1. ## Path Counting - Chances of two people meeting?

I am having trouble with this problem.

A network of city streets forms square bloacks as shown in the diagram below.
ImageShack - Hosting :: librarypoolqs6.jpg

Jeanine leaves the library and walks toward the pool at the same time as Miguel leaves the pools and walks toward the lbrary. Neither person follows a particular route, except that both are always moving toward their destination. What is the probability that they will meet if they both walk at the same rate?

In addition, how would I solve this for a 1 by 1 grid, 2 by 2 grid, 3 by 3 grid,etc.?

I know that you have to use Pascal's Triangle and the answer in the book is 35/128 but I don't know how to get this.

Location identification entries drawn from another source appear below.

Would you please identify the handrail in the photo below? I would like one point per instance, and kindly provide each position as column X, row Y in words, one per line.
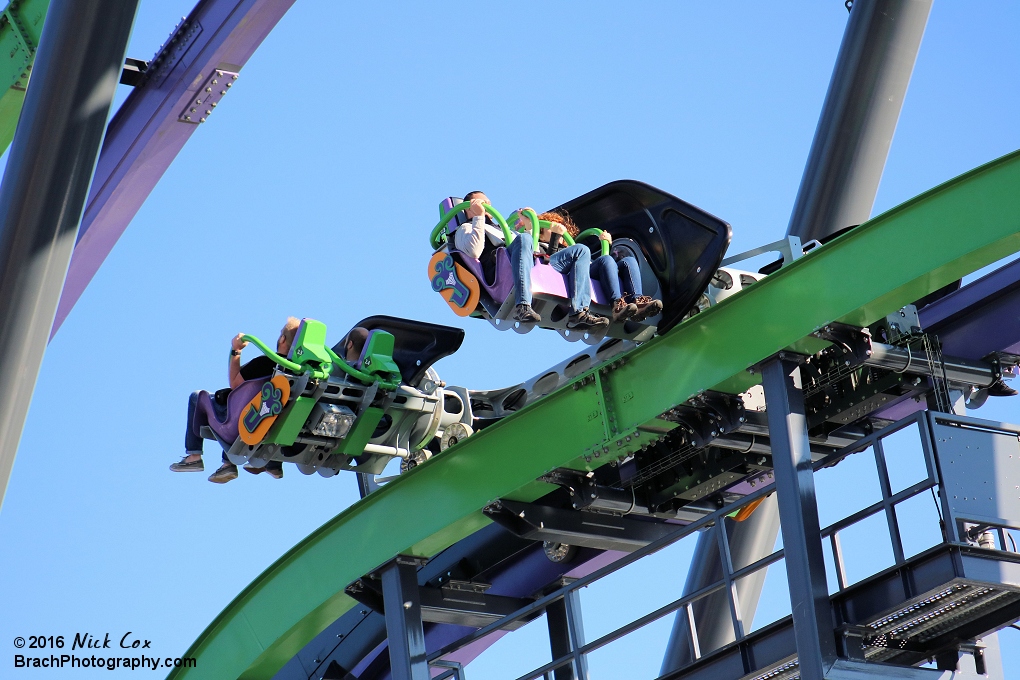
column 434, row 238
column 356, row 374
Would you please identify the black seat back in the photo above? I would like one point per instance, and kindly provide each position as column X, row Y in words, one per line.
column 417, row 345
column 683, row 245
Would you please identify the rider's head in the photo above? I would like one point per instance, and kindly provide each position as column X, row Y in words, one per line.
column 287, row 334
column 563, row 218
column 355, row 344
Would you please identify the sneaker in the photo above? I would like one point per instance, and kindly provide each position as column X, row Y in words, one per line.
column 526, row 314
column 1000, row 388
column 225, row 473
column 647, row 307
column 184, row 466
column 584, row 320
column 622, row 310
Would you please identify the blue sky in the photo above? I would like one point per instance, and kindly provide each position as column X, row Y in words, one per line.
column 326, row 164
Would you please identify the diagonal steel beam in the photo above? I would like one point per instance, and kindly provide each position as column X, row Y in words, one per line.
column 859, row 116
column 44, row 187
column 153, row 123
column 840, row 179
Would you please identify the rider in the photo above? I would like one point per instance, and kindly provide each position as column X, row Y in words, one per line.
column 573, row 262
column 259, row 367
column 618, row 274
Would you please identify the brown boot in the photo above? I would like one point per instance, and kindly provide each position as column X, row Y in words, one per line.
column 646, row 307
column 622, row 310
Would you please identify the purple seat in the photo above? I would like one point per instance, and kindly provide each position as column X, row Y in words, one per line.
column 503, row 279
column 502, row 283
column 545, row 279
column 223, row 420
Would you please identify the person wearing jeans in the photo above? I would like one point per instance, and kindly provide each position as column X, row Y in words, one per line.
column 573, row 262
column 260, row 367
column 620, row 279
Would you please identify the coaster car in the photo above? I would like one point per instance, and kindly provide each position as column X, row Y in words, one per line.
column 326, row 415
column 677, row 246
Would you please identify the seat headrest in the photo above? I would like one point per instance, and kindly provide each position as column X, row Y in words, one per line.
column 376, row 356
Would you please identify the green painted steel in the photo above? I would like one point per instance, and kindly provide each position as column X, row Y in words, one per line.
column 20, row 27
column 896, row 258
column 594, row 231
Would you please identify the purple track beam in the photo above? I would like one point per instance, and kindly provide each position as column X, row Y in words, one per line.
column 979, row 318
column 149, row 131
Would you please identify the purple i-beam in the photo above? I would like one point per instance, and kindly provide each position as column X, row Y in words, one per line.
column 156, row 120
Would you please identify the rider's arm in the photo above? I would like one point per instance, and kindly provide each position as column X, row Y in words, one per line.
column 470, row 238
column 234, row 367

2. Look carefully at the diagram you supplied.
Did you mean to have a 4x4. You put a 4x3.
This problem is usually done on a square grid.

3. Yea sorry I messed it up, I fixed it.

4. Look at my diagram. If the two will meet that will happen at one of the points on the diagonal.
Here are the number of paths from either the pool or the library to the diagonal $\left( {\begin{array}{*{20}c}
A & B & C & D & E \\
1 & 4 & 6 & 4 & 1 \\
\end{array}} \right)$

You should recognize those numbers.
The probability that they will meet at point C is $\left( {\frac{6}{{16}}} \right)\left( {\frac{6}{{16}}} \right)$.

Now you calculate the probabilities of their meeting at each of the other points on the diagonal and add them up. If done correctly the answer will be $\frac {35}{128}$.

Also, I have given you a pattern to follow for the other cases and a generalization.